Jim is spending a lot of his time with various pastors under Bishop Mambo who live in the villages outside of Malindi. Jim has the goal of working with them to eventually develop home residences for the orphans and he has a link to a Christian organization that might help administer this. Some of the orphans actually come from these villages, but the likelihood that a home residential program will happen soon is slim. There is a lot to work out.
Right now the HCC school is on vacation, so only the residential orphans are at HCC right now. There continues to be the issue of completing the toilets and both Jim and I are pretty frustrated with this problem. But we are encouraged that the HCC board had a meeting a week ago and put in place some new mechanisms by which funds from donors or school fees will be handled and distributed so that the process is more transparent to everyone. It will now take the signature of three HCC board members to release any funds and we hope this will help us with our requests for receipts and accountability, which at times has been spotty. Both Jim and I have given the medical funds directly to Dr. Jeremy and I probably will continue to do so until the HCC board maps out how they will address the long term care of the orphans.
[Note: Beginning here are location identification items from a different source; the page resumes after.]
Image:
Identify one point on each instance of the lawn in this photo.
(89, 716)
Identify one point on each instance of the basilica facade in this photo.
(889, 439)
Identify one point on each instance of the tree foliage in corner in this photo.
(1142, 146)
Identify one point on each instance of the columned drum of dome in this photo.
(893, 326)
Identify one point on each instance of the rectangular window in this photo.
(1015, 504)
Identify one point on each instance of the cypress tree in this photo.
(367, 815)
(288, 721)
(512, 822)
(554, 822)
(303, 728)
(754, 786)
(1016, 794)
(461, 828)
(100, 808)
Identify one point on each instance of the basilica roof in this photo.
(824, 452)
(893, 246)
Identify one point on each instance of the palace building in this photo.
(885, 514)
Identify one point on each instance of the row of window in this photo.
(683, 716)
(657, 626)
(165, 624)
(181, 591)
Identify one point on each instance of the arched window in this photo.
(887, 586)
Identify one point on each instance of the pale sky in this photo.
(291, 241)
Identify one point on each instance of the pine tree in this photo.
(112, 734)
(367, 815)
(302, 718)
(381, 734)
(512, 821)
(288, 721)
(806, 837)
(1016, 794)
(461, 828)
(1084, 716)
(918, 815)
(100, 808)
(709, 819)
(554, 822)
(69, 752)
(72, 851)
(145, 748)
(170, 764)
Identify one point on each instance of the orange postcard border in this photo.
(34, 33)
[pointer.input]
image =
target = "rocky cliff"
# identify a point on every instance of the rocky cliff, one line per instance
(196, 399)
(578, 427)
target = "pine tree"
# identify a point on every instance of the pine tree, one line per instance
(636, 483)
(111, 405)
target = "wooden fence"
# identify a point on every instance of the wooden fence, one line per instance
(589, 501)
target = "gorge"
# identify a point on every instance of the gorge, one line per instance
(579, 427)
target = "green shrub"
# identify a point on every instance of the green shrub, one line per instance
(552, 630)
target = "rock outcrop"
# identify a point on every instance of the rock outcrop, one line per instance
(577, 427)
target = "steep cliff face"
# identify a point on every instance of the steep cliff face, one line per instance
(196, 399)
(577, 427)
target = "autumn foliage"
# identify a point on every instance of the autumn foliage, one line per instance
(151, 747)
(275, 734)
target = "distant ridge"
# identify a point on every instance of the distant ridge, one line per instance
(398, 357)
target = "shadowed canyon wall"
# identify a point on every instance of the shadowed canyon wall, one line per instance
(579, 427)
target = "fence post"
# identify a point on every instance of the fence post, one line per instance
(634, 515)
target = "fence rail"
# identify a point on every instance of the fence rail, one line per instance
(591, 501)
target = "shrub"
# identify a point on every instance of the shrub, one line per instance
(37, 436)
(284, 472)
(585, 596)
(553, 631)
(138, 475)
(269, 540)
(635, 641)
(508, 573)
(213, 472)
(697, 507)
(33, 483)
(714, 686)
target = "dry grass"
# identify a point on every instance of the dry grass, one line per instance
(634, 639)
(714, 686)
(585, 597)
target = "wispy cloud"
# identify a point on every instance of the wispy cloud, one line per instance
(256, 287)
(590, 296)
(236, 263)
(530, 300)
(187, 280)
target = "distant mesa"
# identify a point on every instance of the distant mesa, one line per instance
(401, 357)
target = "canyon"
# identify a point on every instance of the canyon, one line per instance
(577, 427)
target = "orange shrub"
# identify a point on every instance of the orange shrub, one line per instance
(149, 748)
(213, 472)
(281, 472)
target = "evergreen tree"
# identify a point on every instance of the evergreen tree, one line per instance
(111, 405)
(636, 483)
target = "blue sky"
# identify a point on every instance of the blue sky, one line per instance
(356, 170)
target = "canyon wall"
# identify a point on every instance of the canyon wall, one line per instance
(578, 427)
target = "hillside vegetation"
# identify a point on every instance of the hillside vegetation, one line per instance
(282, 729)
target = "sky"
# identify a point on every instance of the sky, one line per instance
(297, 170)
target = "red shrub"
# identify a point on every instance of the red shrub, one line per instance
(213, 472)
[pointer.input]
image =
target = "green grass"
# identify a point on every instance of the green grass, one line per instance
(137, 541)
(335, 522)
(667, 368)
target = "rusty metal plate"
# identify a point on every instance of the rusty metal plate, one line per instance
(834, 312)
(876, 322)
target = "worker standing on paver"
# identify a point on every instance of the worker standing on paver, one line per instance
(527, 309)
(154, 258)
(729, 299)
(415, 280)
I am very grateful to Jim for helping develop the HCC board last January, but it has created some challenges. The board that Zablon had before January 2007 was more a "rubber stamp" and this board is not. Zablon is learning that as the director answerable to a board, he no longer has direct authority to make any decision he wants. He needs to consult his board and they need to make a decision together. This is a major switch for him and it has taken time for him to learn what his new role is. There is a saying in Kenya, "Slowly by slowly things get done" and it does take a lot of patience to work through some of the differences between our two cultures. While we Americans feel strongly about the priorities and about the welfare of the children, the Kenyans have to work through their community consensus building, and this can be a slow process as it is a complicated society and I cannot begin to understand all the layers of personal, community and political complexities. There is the urge to tell them what to do, and then there is the knowledge that this urge is also part of the problem because it feeds into colonialism and expectations of us, the foreigners, to solve their problems. So both Jim and I are still finding our way with how to balance American expectations (our own and that of our donors) with Kenyan self-empowerment. One thing that is clear to me...the children need our voices and they need to be the ones that we focus upon when the relationships between the adults, both Kenyan and American, become messy.